I hope you figure this out because a headache from wine stinks!! I get a lot of headaches from alcohol (in various forms) but as long as it doesn't keep me from my life I weigh it against the other effects. I tried my first glass of DB last night followed by 2 more and survived the evening and this morning! I feel your pain - headaches from wine stink!!


----------



## NorCal

I've started another batch, although it is strugglibg to ferment in the colder temps. This time, no tannin, no sorbate. I will sweeten in the glass. Hopefully I can still get the Skeeter refreshment without the headache. I still have some from the last batch that I'll try to see if age has cured the cause of my reaction to the standard recipe.


----------



## NorCal

Finally got the batch to ferment, should be dry by the weekend. 

No tannin powder
No sorbate
No Sparkolloid 

I added some french oak chips, to give the skeeter some structure. The 1 gallon container is to backfill the 5 gallon Carboy when racked. I'll bottle the skeeter-lite then make a pitcher at a time and sweeten when poured.


----------



## wineforfun

NorCal said:


> Finally got the batch to ferment, should be dry by the weekend.
> 
> No tannin powder
> No sorbate
> No Sparkolloid
> 
> I added some french oak chips, to give the skeeter some structure. The 1 gallon container is to backfill the 5 gallon Carboy when racked. I'll bottle the skeeter-lite then make a pitcher at a time and sweeten when poured.



Is that K&K your logo? It is very cool/unique, especially with the wine bottle in between.


----------



## NorCal

wineforfun said:


> Is that K&K your logo? It is very cool/unique, especially with the wine bottle in between.



Thanks WFF, yea, had the logo made on a web site called Fiver for $5. It contains mine and my wife's initials; K&K


----------



## Arne

Like D.J. says "Cool" I like the label/logo. Good job. Arne.


----------



## 2020steve

NorCal what a great label. With the open rectangular space you can add date and type using one label for all your wines.
I was on this thread to get more info on Skeeter Pee and I spotted your label, nice.


----------



## QuiQuog

wineforfun said:


> Is that K&K your logo? It is very cool/unique, especially with the wine bottle in between.





NorCal said:


> Thanks WFF, yea, had the logo made on a web site called Fiver for $5. It contains mine and my wife's initials; K&K



Ditto on the label, it looks real nice. But that lamp is way cool! I love that thing. That's a man cave item if I ever saw one.


----------



## NorCal

Thanks Q, 
I repurposed a pump that I pulled out of the scrap bin. Made this one as well, in the steampunk type look. The gauge is actually a working thermometer pulled out of the bin as well.


----------



## wineforfun

QuiQuog said:


> Ditto on the label, it looks real nice. But that lamp is way cool! I love that thing. That's a man cave item if I ever saw one.



haha
Got so involved in the label, didn't even notice the lamp. That is awesome.


----------



## heatherd

I noticed that you added oak to the batch - wood can be an allergen as well. I have a friend who is allergic to oak, cedar, etc. She tends to drink pinot noir and others that are light on oak and tannins.

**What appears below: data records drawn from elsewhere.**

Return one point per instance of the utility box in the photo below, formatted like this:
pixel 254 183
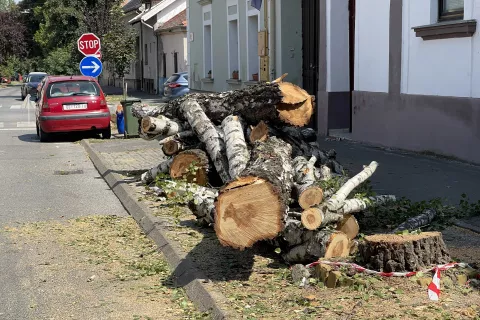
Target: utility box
pixel 131 123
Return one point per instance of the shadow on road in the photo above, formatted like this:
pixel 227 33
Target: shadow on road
pixel 60 137
pixel 218 263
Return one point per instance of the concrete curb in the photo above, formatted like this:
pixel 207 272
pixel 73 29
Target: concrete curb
pixel 198 289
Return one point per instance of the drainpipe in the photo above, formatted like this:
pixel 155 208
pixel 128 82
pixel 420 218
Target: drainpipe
pixel 143 55
pixel 271 39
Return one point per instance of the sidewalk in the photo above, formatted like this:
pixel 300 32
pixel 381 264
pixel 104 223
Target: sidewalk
pixel 145 97
pixel 411 175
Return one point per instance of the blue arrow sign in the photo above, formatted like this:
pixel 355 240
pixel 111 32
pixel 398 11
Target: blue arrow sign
pixel 91 66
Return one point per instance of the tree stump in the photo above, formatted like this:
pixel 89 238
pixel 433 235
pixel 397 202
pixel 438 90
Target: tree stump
pixel 399 253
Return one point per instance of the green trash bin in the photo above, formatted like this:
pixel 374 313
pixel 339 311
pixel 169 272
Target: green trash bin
pixel 131 123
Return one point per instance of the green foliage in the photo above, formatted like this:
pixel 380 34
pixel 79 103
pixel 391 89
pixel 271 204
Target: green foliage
pixel 59 62
pixel 119 44
pixel 387 217
pixel 10 66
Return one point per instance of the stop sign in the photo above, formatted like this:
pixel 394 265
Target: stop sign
pixel 88 44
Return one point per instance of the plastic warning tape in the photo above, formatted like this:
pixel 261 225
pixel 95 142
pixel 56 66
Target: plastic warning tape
pixel 358 268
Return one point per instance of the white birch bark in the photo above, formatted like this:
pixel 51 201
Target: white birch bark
pixel 237 151
pixel 357 205
pixel 304 170
pixel 160 125
pixel 163 167
pixel 178 136
pixel 208 134
pixel 336 201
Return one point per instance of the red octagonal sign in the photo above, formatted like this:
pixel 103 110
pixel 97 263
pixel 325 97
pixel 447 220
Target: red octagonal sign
pixel 88 44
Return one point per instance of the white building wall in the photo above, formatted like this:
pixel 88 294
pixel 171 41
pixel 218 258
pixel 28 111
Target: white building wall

I find that drinking less than two bottles at a sitting helps too. 

Heather


----------



## NorCal

Just an update on my seconds batch. To review, the goal was to make a batch without the elements that could cause my headaches when drinking Skeeter: no tannin powder, no sorbate, no sparkolloid, minimal SO2. The fermentation struggled due to low garage temps and ended up racking into a clean carboy with 1.5 brix. I had a good size tasting at that point, an amount that would have given me a headache from my first batch and I had no headache and tasted just fine! My focus now is getting it do go dry and clear. 

I plan on just leaving it alone for a few months. Without a clearing agent and waiting only a few months, I expect to have sediment in the bottle and will need to be sweetened. I plan on sweetening and serving in pitchers with ice, so I can leave the sediment in the bottle.


----------



## NorCal

Inwas looking for something to do, so I thought Inwould play with the Skeeter. I vaccum transferred it 4 times and used a .5 micron filter. It cleared it up perhaps 50% and drove a lot of the CO2 out. I shared some with family members. It never finished and is about 1 brix. It was not sweet enough for some, but others liked it the way it was. The foam is a combination of sanitizer and CO2, but it all settled down.

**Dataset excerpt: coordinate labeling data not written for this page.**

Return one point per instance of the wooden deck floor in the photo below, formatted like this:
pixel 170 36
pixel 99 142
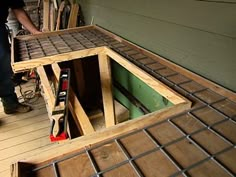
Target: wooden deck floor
pixel 23 135
pixel 198 142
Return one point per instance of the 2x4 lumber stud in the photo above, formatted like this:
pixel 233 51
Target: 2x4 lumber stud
pixel 106 84
pixel 82 120
pixel 49 96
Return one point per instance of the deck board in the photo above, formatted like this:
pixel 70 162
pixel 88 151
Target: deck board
pixel 198 142
pixel 22 135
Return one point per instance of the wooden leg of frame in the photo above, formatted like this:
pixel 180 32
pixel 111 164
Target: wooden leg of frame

I thought it was very clean, lemony, perhaps thin. I'm happy the way it turned out. One suggestion was to serve it with sprite, which I thought was a good suggestion.


----------



## NorCal

A wine making buddy made a good point. That I know I can make Skeeterpee absent of headache, but I still don't know the cause. I split the batch up to see if this will help isolate the cause.


----------



## NorCal

Bottled today and partook in a good sized glass of the Sorbate only (I did not back sweeten)...no headache. It still is at .5 brix, so it has enough sweetness to counter the tartness of the lemon. Actually pretty darn good.


----------



## NorCal

It was mid 80's here in Nor Cal and I spent the day doing hard labor. Well, it was hard for a desk worker like me anyway . I easy could have reached for a beer, but rather, I cracked open a Skeeter. Big glass, chipped ice, bar friendly pour and frankly, it was very nice and absolutely no headache.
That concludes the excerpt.